À sa grande surprise, Stéphane Berthomet a réussi à échanger avec un des plus influents recruteurs français pour l'État islamique, et ce, en moins de trois semaines. « Je suis rentré en contact avec ce fameux Omar Omsen, qui était considéré - puisqu'il vient d'être tué il y a quelques semaines - comme l'un des principaux recruteurs français pour le djihad en Syrie. »

C'est à ce moment-là que Stéphane Berthomet a mis fin à son expérience.

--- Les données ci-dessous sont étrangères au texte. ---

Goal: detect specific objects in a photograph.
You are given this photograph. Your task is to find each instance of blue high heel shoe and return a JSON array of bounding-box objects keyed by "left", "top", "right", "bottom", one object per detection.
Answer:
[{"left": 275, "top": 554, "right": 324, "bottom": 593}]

« Ce que les recruteurs en général peuvent faire - et ça, c'est caractéristique de tous les groupes radicalisés - [c'est] détecter l'ouverture de la personne, son influençabilité. Et plus une personne semble ouverte et influençable, évidemment, plus le processus de recrutement peut se passer rapidement », indique Ghayda Hassan.

« Cette pression est très importante. [...] Vous recevez un flot d'informations qui vont toutes dans le même sens. Ça ressemble effectivement à un lavage de cerveau. Ça ressemble à de la manipulation comme on en fait dans les sectes. » — Stéphane Berthomet

D'où l'importance d'intervenir rapidement auprès de nos jeunes, selon Dave Charland. « Ça va toujours rester un défi, mais plus on en parle, plus on prévient, plus on est capable de parler à une personne avant qu'il devienne trop radicalisé. »

Stéphane Berthomet croit « qu'il y a un réel danger sur les réseaux sociaux pour les jeunes, pour les adolescents, pour les individus qui se cherchent, qui cherchent une identité et qui cherchent une communauté parce que ces gens-là vont tomber très souvent justement vers les plus radicaux ».

Ghayda Hassan ajoute que « lorsque nos jeunes s'isolent dans leur chambre pour dialoguer avec un recruteur, on déjà rendu un peu trop loin un peu trop tard ».

Selon plusieurs spécialistes, les seules façons de se prémunir contre la radicalisation sur Internet, c'est par la prévention, la discussion, le débat et la vigilance.